Why this strain of Ebola will be far more difficult to stop

Friday, October 19, 2018
By Paul Martin

By Lindsay Scorgie-Porter
WashingtonPost.com
October 19

This week, the World Health Organization (WHO) held off on declaring the latest Ebola outbreak a public health emergency of international concern — a designation that would have initiated a greater international response. This may make it far more difficult to stop the spread of this particularly deadly strain.

Ebola has flared up in Congo many times before, but never quite in these circumstances. The outbreak’s location near the eastern city of Beni, in a volatile borderland — and amid the presence of a shadowy rebel group — means that it will take more than medical expertise to prevent a much wider epidemic. In recent weeks, militants attacked Red Cross workers, and other aid groups had to suspend activities in the face of mass killings by rebels.

This latest Ebola outbreak was first reported in August. Health officials have registered 220 cases, nearly two-thirds of them proving fatal. The affected border region covers much of eastern Congo and part of western Uganda. Three factors make responding to this Ebola outbreak enormously challenging:

1. There is little trust in the government

It is not uncommon in central African border regions to find an uneasy relationship between the government and citizens. In eastern Congo this is certainly the case, as the central government in Kinshasa has long practiced a policy of neglect toward a region it tends to regard as merely peripheral.

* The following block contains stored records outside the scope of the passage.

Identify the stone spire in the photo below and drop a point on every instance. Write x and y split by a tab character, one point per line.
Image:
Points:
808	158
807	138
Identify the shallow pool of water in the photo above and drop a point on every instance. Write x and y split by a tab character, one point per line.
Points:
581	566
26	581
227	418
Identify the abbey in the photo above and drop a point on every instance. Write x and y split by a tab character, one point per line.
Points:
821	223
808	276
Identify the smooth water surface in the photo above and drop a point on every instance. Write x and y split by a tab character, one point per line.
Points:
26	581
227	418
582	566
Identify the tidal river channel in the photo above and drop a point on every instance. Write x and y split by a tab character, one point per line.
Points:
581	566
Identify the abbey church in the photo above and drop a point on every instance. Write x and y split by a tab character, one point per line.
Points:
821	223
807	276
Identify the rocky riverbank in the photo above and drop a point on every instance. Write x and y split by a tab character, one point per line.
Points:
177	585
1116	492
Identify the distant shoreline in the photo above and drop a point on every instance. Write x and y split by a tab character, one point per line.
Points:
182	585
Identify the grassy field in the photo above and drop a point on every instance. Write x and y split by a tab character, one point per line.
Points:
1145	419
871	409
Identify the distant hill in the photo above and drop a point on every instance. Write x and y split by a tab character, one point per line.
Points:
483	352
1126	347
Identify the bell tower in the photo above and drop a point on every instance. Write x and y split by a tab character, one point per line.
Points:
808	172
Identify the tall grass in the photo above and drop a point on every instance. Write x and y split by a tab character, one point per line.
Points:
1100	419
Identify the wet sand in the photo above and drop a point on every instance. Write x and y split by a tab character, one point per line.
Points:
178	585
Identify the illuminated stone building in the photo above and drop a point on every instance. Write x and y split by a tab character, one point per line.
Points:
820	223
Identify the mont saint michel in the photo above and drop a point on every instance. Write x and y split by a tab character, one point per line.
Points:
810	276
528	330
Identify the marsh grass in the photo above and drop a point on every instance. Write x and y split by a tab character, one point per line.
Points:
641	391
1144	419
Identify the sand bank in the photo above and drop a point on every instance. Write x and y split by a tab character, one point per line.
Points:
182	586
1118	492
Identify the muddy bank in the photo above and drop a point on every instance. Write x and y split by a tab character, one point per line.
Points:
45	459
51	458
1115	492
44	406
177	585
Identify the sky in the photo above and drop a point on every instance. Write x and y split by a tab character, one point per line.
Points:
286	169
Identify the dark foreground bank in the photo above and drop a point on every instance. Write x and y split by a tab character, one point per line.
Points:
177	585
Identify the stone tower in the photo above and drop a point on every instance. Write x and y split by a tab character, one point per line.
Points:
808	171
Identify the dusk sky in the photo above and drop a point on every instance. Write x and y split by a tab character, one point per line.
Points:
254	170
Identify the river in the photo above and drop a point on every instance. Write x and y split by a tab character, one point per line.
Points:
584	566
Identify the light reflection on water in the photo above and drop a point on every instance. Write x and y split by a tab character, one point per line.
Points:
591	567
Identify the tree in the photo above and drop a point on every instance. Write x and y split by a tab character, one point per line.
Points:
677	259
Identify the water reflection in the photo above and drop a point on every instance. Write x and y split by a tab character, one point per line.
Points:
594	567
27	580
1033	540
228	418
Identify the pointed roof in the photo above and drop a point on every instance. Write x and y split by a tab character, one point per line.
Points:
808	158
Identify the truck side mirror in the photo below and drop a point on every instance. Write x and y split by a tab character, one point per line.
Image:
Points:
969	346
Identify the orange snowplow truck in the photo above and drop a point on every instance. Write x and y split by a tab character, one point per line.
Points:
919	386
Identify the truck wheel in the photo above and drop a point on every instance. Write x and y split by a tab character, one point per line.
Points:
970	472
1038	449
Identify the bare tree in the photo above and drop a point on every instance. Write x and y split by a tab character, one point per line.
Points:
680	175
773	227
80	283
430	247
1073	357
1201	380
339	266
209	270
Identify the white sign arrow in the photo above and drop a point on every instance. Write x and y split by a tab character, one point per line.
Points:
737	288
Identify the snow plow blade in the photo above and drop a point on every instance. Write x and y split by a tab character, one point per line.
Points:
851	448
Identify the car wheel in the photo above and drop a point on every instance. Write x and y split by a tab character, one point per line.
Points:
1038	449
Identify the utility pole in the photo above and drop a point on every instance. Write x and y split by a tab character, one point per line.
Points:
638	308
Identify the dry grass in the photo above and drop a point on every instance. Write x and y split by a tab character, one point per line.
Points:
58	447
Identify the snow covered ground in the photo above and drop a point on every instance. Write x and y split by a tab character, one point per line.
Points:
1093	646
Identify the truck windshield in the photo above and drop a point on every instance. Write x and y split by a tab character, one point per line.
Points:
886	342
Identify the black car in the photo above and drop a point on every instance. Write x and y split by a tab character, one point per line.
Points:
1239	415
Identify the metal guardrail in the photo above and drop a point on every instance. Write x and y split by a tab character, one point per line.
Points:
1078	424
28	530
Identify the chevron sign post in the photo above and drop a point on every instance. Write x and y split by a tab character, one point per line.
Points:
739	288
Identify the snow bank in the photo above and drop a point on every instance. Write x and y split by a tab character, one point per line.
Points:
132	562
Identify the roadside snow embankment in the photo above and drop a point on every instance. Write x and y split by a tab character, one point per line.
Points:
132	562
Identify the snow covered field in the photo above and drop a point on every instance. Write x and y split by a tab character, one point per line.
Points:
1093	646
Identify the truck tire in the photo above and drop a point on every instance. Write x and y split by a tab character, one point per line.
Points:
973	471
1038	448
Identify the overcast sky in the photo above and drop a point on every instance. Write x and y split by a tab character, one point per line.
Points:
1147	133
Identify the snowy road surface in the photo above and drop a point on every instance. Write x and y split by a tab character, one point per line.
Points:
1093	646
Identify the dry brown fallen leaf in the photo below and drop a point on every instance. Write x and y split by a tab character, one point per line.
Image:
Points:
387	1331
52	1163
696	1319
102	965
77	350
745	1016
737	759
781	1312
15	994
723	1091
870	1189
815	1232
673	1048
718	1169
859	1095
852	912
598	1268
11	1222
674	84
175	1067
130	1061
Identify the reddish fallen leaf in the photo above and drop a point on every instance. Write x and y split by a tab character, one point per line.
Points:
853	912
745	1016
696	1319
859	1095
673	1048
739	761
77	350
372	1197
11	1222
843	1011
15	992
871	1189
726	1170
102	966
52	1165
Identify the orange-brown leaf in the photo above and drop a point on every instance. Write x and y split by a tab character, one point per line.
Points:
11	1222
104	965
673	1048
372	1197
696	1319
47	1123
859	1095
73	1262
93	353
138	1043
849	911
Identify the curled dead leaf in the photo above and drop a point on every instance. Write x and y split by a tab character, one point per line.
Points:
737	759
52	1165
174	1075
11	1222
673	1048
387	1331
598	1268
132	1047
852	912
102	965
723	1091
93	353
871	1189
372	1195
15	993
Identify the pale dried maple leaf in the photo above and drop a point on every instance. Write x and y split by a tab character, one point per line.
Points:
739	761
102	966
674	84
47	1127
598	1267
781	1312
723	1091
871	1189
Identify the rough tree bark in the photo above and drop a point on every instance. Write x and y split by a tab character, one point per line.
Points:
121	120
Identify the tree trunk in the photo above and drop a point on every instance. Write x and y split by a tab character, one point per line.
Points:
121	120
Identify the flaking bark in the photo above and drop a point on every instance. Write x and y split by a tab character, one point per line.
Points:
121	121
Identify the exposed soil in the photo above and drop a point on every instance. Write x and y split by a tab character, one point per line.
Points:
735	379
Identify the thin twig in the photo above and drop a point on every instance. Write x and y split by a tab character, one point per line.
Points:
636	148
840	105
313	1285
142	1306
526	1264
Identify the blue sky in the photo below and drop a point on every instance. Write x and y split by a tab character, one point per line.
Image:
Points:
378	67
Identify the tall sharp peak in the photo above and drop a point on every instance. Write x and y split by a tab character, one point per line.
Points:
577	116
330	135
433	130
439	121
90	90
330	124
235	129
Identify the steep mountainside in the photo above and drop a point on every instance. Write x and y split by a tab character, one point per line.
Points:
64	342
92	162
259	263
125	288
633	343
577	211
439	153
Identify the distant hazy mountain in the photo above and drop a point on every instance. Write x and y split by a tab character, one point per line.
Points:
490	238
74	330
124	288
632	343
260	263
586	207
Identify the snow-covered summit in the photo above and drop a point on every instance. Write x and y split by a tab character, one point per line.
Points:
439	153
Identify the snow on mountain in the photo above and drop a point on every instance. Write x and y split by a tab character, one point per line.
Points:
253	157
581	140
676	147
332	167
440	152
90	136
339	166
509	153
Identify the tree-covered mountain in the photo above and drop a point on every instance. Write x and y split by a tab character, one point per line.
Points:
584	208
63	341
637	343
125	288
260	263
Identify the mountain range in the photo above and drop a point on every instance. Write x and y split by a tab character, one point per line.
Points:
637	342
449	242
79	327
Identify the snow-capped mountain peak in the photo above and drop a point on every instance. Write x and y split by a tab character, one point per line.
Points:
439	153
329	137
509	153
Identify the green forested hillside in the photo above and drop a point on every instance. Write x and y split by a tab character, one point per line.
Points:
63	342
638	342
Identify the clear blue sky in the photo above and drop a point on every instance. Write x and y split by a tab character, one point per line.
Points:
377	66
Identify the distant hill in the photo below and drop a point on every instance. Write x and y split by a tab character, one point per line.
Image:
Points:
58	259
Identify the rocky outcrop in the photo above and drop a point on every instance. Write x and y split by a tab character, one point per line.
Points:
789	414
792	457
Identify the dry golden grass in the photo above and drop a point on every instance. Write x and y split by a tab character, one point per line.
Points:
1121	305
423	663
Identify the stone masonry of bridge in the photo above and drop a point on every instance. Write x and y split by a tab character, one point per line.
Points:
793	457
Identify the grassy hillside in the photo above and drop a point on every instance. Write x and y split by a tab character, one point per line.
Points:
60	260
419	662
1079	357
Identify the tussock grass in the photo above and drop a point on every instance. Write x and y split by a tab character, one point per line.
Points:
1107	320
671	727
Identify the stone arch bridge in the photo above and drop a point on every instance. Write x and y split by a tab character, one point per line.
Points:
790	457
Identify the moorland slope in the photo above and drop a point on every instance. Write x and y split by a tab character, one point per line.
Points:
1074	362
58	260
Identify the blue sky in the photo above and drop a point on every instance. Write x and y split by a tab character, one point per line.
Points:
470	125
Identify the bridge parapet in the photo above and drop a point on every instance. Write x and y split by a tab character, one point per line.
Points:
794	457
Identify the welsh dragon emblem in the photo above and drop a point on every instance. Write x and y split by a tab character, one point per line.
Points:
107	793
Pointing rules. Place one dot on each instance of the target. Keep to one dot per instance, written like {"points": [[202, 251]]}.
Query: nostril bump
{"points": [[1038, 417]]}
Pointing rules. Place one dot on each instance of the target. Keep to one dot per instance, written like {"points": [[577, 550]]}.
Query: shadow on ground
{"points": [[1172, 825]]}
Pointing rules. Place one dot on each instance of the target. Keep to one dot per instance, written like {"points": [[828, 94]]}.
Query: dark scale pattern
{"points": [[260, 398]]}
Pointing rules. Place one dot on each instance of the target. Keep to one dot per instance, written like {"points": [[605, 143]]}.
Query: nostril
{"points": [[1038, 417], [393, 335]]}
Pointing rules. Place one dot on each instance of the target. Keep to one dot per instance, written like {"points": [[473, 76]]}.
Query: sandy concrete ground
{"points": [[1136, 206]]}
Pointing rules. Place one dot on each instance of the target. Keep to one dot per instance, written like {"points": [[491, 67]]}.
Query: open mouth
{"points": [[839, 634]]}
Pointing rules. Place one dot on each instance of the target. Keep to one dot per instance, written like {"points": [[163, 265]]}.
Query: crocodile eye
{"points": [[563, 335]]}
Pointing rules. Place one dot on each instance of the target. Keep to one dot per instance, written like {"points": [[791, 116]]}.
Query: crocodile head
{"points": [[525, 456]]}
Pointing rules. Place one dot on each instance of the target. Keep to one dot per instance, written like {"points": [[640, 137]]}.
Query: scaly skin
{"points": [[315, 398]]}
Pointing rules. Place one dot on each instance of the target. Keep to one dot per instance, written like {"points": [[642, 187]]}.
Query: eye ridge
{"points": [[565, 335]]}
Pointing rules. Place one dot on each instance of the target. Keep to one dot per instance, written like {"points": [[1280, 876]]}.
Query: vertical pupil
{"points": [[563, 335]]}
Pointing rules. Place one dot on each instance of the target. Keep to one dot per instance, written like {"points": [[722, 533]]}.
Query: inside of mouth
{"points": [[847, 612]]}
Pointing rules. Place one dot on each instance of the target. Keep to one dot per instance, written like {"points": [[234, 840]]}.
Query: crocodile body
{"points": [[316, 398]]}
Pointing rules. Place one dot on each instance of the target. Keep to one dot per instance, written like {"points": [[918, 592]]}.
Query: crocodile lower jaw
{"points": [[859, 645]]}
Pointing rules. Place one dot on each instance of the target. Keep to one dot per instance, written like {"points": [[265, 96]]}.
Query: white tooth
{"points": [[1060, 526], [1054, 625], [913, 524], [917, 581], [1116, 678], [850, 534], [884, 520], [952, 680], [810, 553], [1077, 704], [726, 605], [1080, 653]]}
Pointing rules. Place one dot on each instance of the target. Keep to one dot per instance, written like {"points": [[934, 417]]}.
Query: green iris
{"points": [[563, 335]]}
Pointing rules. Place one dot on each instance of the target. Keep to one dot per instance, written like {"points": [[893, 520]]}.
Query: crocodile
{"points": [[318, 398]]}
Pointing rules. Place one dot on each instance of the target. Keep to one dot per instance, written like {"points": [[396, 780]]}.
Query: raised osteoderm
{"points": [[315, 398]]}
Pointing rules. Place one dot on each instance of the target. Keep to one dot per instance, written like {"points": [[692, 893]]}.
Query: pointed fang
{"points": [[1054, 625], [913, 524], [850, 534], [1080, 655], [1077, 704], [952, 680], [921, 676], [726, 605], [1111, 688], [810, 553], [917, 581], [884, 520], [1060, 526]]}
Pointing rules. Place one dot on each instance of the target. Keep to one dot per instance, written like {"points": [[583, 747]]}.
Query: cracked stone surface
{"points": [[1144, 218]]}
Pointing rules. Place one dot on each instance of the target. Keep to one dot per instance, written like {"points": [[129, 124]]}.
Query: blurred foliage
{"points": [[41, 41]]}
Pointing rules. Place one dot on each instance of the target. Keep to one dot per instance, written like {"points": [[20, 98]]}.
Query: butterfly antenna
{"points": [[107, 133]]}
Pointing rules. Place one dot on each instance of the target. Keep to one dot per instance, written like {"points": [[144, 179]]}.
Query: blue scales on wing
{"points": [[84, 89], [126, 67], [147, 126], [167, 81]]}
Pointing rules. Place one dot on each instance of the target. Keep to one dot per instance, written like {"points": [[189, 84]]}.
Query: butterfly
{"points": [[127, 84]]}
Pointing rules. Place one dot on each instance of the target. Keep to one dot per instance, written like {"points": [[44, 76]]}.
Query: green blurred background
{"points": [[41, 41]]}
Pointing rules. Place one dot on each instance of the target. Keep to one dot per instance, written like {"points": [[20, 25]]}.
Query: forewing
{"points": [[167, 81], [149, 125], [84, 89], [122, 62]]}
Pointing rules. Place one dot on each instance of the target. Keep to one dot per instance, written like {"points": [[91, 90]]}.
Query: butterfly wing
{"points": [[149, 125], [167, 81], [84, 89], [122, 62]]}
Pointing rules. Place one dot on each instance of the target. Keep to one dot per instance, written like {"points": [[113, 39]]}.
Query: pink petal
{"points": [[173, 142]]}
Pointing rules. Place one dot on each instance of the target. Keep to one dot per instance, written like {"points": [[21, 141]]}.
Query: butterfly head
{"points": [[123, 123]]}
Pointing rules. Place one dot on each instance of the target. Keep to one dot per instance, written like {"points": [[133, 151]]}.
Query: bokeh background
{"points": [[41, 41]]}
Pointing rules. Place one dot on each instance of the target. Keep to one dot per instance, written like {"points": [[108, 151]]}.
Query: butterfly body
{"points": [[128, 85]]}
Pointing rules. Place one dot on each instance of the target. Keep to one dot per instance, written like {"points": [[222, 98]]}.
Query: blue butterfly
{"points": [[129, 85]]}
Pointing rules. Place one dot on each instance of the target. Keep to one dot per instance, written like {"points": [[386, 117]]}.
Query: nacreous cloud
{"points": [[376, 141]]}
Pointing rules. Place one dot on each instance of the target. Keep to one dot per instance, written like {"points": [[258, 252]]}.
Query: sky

Delivery of state services like health care and infrastructure development have been minimal. And while the government claims to provide security in the form of the national army, much of the population remains fearful of the Congolese military, which outside observers have identified as one of the country’s main abusers of human rights. As a result, citizens in the eastern part of the country have historically had to rely on themselves, while also contending with a central government that is either absent or ineffective.

hese feelings of distrust carry over to the national and international response to the Ebola outbreak — led by the Congo’s Ministry of Health and supported by the WHO and other international organizations. Since the outbreak began, local citizens have often been uncooperative and even resistant to outside assistance.

Here are some examples. There have been instances of people “actively fleeing” health workers, hiding symptoms of the virus and failing to abide by safe burial practices. In September, responders came under attack when citizens threw stones at a Red Cross vehicle transporting a deceased Ebola patient.

2. The ADF and other rebels make the region unsettled

Further compounding the difficulties responders face is the extreme insecurity that characterizes the region. Approximately 120 rebel groups operate in Congo’s eastern provinces. One in particular, the Allied Democratic Forces (ADF), inhabits the Ebola-affected zone.